Cybersecurity experts at Google discovered the malware and released updates to block it.
Russian hackers send encrypted files to trick victims into installing malware. This conclusion was reached by Google experts who reported the problem on their official blog.
Google’s cyber security experts wrote on the company’s official blog that a group of Russian hackers called Coldriver, sponsored by the Kremlin, developed a new phishing tactic. Experts claim that this group is the same group that attacked 3 US nuclear research laboratories in 2023.
“Coldriver often uses accounts pretending to be experts in a particular field, such as cybersecurity. They then use this account to contact victims and convince them that their computers are at risk but they can help. Ultimately, the attackers send a document with instructions to install an antivirus with a malicious link It is claimed to contain it,” experts write.
Coldriver sends out PDF articles asking for feedback to trick people into installing malware. The text in this PDF file is specially encrypted. If the user falls into the trap, he tells the imaginary expert that he cannot read the text. It offers to post a link to a decryption utility, but in reality the “decryption utility” is a backdoor (a backdoor is a deliberately placed flaw in computer code that allows unauthorized access to data or remote control of a computer.).

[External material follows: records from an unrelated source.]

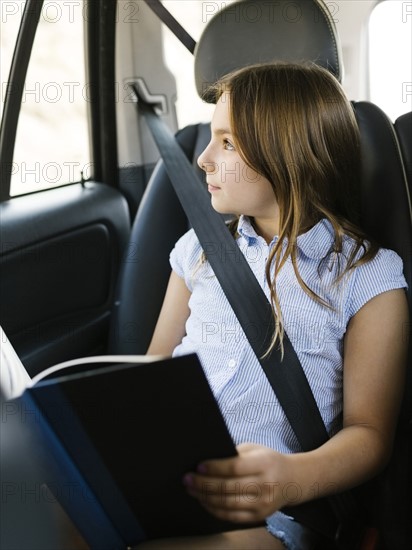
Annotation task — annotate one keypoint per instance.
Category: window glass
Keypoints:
(390, 32)
(193, 16)
(10, 18)
(52, 146)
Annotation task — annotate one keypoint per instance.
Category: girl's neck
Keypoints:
(266, 228)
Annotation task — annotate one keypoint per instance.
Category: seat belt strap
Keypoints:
(250, 306)
(167, 18)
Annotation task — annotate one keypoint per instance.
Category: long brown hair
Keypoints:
(293, 124)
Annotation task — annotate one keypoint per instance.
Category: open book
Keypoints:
(117, 434)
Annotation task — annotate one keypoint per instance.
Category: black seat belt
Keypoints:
(167, 18)
(254, 313)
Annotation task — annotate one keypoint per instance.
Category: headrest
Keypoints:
(257, 31)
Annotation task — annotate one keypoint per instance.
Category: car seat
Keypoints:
(403, 128)
(261, 31)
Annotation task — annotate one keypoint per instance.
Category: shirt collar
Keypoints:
(314, 244)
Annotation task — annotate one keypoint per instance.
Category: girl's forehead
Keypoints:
(221, 115)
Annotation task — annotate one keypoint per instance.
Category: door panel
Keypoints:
(60, 253)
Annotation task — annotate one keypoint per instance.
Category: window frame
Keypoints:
(99, 29)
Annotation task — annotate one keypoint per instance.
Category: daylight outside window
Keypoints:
(390, 46)
(51, 146)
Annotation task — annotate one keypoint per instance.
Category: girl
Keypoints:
(284, 159)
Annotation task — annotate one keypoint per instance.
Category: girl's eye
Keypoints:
(228, 145)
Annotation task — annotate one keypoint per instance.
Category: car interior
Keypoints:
(84, 266)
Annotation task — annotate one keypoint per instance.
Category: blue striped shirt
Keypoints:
(245, 397)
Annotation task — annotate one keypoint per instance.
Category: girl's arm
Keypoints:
(170, 327)
(260, 481)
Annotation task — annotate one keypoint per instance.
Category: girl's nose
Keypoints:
(204, 164)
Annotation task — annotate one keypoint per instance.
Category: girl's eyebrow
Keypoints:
(220, 131)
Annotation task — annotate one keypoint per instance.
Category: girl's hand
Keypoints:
(246, 488)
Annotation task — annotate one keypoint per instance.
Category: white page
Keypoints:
(14, 378)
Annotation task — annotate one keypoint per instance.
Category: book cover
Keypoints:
(120, 436)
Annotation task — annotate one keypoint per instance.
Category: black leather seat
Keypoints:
(403, 128)
(260, 31)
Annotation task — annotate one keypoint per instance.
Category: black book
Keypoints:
(117, 434)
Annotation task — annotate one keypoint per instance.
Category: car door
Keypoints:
(64, 222)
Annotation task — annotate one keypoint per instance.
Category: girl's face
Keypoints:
(235, 188)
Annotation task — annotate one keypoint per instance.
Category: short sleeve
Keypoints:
(384, 272)
(185, 256)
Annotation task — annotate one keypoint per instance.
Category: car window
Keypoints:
(390, 46)
(51, 147)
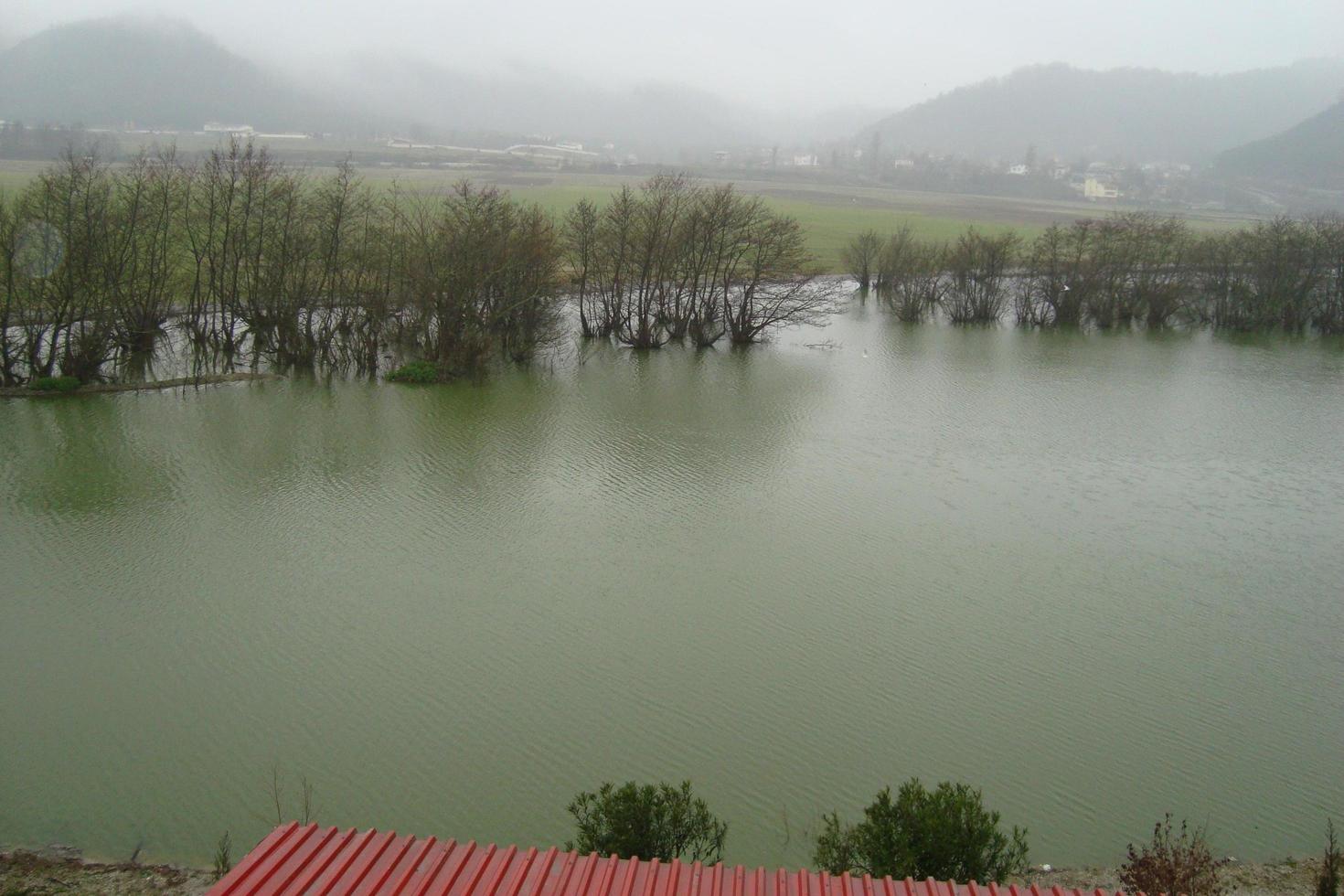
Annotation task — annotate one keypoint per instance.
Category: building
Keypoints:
(215, 128)
(305, 859)
(1100, 188)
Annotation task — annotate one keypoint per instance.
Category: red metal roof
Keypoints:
(306, 860)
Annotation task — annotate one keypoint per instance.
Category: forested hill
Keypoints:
(1123, 114)
(1309, 154)
(152, 74)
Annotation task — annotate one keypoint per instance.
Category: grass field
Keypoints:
(829, 212)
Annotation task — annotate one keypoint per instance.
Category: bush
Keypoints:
(54, 384)
(1328, 883)
(223, 856)
(1172, 864)
(945, 833)
(414, 372)
(655, 821)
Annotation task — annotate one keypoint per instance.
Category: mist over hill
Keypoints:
(149, 74)
(1123, 114)
(1309, 154)
(167, 74)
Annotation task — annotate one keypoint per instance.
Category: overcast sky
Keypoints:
(777, 53)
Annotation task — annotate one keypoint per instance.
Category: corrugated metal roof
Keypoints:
(306, 860)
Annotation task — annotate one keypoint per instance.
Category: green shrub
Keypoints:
(54, 384)
(944, 833)
(654, 821)
(223, 856)
(1172, 864)
(414, 372)
(1328, 881)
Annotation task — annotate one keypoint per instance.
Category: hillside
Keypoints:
(152, 74)
(1123, 114)
(1309, 154)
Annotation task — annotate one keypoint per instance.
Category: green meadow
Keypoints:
(831, 214)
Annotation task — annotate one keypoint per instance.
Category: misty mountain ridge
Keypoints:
(167, 74)
(1120, 114)
(152, 73)
(1309, 154)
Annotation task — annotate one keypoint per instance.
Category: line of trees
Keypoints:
(1136, 268)
(677, 261)
(253, 260)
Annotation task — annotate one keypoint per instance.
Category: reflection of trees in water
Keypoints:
(85, 457)
(700, 418)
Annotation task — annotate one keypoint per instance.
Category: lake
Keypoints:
(1100, 575)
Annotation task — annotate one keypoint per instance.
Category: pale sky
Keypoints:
(780, 54)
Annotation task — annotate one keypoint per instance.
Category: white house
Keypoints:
(1097, 188)
(215, 128)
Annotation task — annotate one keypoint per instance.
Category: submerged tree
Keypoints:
(860, 257)
(649, 821)
(944, 833)
(978, 269)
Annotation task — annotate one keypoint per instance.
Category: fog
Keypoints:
(784, 55)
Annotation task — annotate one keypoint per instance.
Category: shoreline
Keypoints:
(63, 869)
(102, 389)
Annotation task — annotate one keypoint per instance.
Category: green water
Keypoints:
(1101, 577)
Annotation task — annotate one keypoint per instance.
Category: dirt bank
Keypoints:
(58, 869)
(96, 389)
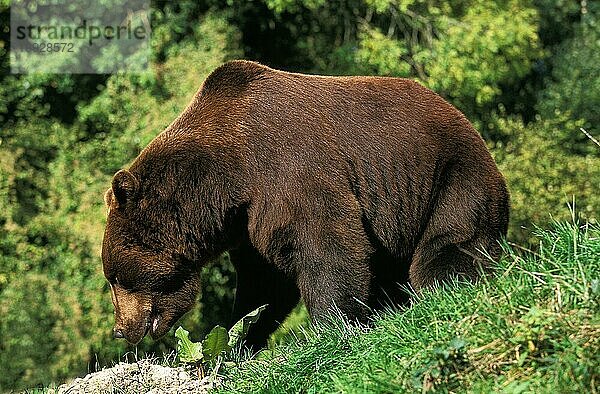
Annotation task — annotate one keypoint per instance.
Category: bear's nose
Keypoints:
(118, 334)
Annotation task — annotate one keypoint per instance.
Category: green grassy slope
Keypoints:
(535, 327)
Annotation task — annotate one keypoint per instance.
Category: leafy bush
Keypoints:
(543, 176)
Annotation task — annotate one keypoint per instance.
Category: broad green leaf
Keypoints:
(187, 351)
(215, 343)
(238, 332)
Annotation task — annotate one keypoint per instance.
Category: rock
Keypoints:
(143, 376)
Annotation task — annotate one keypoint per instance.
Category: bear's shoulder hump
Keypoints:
(233, 77)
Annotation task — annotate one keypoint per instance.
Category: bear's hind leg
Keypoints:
(446, 258)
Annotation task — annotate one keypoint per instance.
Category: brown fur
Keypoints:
(335, 189)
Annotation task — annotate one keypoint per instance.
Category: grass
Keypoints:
(534, 327)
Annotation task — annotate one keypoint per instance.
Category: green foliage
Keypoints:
(574, 89)
(543, 177)
(535, 327)
(218, 342)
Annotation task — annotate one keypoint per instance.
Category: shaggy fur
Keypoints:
(333, 189)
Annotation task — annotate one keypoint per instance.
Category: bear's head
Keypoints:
(153, 278)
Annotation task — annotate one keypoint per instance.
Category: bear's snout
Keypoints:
(132, 314)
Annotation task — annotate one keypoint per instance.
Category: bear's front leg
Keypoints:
(330, 286)
(260, 283)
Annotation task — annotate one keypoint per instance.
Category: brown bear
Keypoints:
(336, 190)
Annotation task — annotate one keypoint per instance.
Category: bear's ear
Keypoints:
(108, 198)
(124, 188)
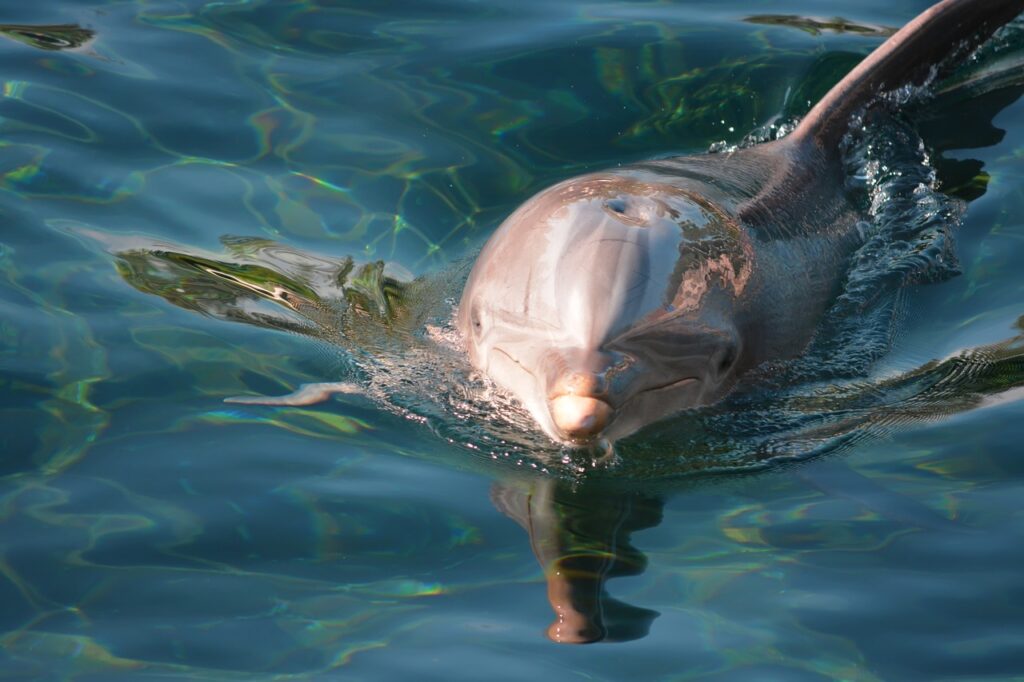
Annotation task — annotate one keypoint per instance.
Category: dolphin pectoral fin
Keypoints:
(305, 394)
(928, 46)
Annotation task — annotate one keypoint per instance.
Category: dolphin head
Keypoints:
(605, 303)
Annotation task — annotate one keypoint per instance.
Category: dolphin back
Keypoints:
(928, 46)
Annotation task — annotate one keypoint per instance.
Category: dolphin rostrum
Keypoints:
(616, 298)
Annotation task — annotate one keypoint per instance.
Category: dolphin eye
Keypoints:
(476, 320)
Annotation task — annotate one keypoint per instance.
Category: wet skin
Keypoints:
(614, 299)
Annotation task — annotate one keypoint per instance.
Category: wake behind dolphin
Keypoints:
(617, 298)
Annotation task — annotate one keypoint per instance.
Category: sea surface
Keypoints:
(206, 200)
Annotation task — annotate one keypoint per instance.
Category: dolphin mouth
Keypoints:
(670, 385)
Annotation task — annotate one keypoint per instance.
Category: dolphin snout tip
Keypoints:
(580, 417)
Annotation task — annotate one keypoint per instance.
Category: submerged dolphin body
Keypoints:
(616, 298)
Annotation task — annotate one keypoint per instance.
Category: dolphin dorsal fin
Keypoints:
(934, 41)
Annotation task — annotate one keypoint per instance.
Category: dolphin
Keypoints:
(616, 298)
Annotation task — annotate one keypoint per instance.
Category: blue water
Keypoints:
(863, 525)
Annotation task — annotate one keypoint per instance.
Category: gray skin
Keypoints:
(611, 300)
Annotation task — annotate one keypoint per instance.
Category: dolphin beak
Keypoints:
(580, 417)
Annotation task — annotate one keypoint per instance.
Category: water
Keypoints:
(860, 521)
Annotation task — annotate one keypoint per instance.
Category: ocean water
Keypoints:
(186, 186)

Google named this backdoor Spica. Once installed, the malware can remotely execute commands, steal cookies from the user’s browser, download and upload files, and delete documents on the computer. Google says Spica was first used in September 2023. A total of 4 encrypted PDF decoys were discovered, but Google was only able to obtain one instance of Spica, which appeared in the form of a tool called “Proton-decrypter.exe”.
Important
Using this malware, Colddriver hackers wanted to steal credentials of users and groups affiliated with Ukraine, NATO, scientific institutions, and non-governmental organizations. In an effort to protect users, the company updated Google’s software to block the loading of domains associated with the Coldriver phishing campaign.
Google published the report a month after US authorities warned that the Coldriver group, also known as Star Blizzard, “continues to successfully use phishing attacks” to target targets in the UK.
The US Cybersecurity and Infrastructure Security Agency stated that “Star Blizzard has been targeting sectors such as academia, government institutions, non-governmental organizations, think tanks and policy makers since 2019” and continued: “Star Blizzard’s activities will continue until 2022 “It appears to have expanded further in . How U.S. Department of Energy facilities as well as military-industrial facilities have become targets.”
We previously reported that hackers attacked the Chrome browser and users’ bank accounts were at risk. Cybercriminals can steal users’ personal information, passwords and credit card numbers. Edge, Brave and Opera browsers are also at risk.
Source: Focus
Ashley Fitzgerald is an accomplished journalist in the field of technology. She currently works as a writer at 24 news breaker. With a deep understanding of the latest technology developments, Ashley’s writing provides readers with insightful analysis and unique perspectives on the industry.